Musa Ahmed

Personal information
- Full name: Musa Nadeem Ahmed
- Born: 10 December 1997 (age 28) Lahore, Punjab Pakistan
- Batting: Left-handed
- Bowling: Right-arm leg break
- Role: Batsman
- Relations: Shariz Ahmad (brother)

International information
- National side: Netherlands;
- ODI debut (cap 74): 7 June 2021 v Ireland
- Last ODI: 21 August 2024 v USA

Career statistics
| Competition | ODI | List A |
| Matches | 15 | 17 |
| Runs scored | 255 | 284 |
| Batting average | 17.00 | 16.70 |
| 100s/50s | 0/1 | 0/1 |
| Top score | 61 | 61 |
| Catches/stumpings | 5/– | 5/– |
- Source: Cricinfo, 23 August 2024

= Musa Ahmed =

Dutch cricketer (born 1997)

Musa Nadeem Ahmed (born 10 December 1997) is a Dutch cricketer who plays for the Netherlands national cricket team.
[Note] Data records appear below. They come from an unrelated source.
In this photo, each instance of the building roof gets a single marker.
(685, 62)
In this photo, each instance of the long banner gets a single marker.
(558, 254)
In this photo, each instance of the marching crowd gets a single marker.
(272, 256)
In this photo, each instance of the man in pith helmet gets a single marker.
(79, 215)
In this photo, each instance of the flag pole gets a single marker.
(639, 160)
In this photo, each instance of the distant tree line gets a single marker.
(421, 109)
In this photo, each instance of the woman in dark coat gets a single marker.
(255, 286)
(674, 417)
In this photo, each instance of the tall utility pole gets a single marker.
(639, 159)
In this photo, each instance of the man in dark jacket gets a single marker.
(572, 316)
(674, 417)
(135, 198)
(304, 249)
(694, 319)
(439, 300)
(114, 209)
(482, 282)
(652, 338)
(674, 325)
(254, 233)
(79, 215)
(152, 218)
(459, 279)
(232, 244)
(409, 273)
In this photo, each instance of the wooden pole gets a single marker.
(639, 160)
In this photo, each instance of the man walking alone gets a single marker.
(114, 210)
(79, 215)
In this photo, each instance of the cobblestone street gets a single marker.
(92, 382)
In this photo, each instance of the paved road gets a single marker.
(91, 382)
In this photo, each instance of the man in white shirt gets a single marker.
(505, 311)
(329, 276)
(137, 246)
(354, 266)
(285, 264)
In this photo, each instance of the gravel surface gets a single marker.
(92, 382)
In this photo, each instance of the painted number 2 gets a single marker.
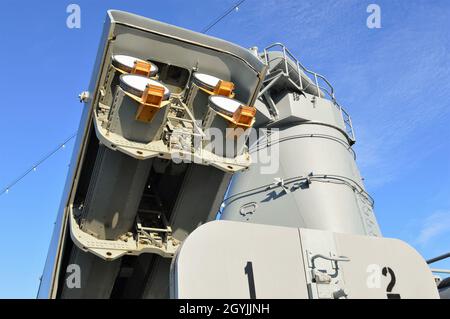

In October 2020, he was part of the Dutch Academy squad. In May 2021, he was named in the Netherlands A team for their tour of Ireland to play the Ireland Wolves. He made his List A debut on 10 May 2021, for the Netherlands A cricket team against the Ireland Wolves. Later the same month, he was named in the Netherlands' One Day International (ODI) squad for their three-match against Ireland. On his selection for the ODI series, the Dutch team coach Ryan Campbell praised Ahmed's performance in the Topklasse competition and his hard work during the enforced international break due to the COVID-19 pandemic. He made his ODI debut on 7 June 2021 against Ireland.

==Personal life==
Ahmed is the older brother of fellow Dutch international Shariz Ahmad. Their father Nadeem Ahmad immigrated to the Netherlands from Lahore, Pakistan.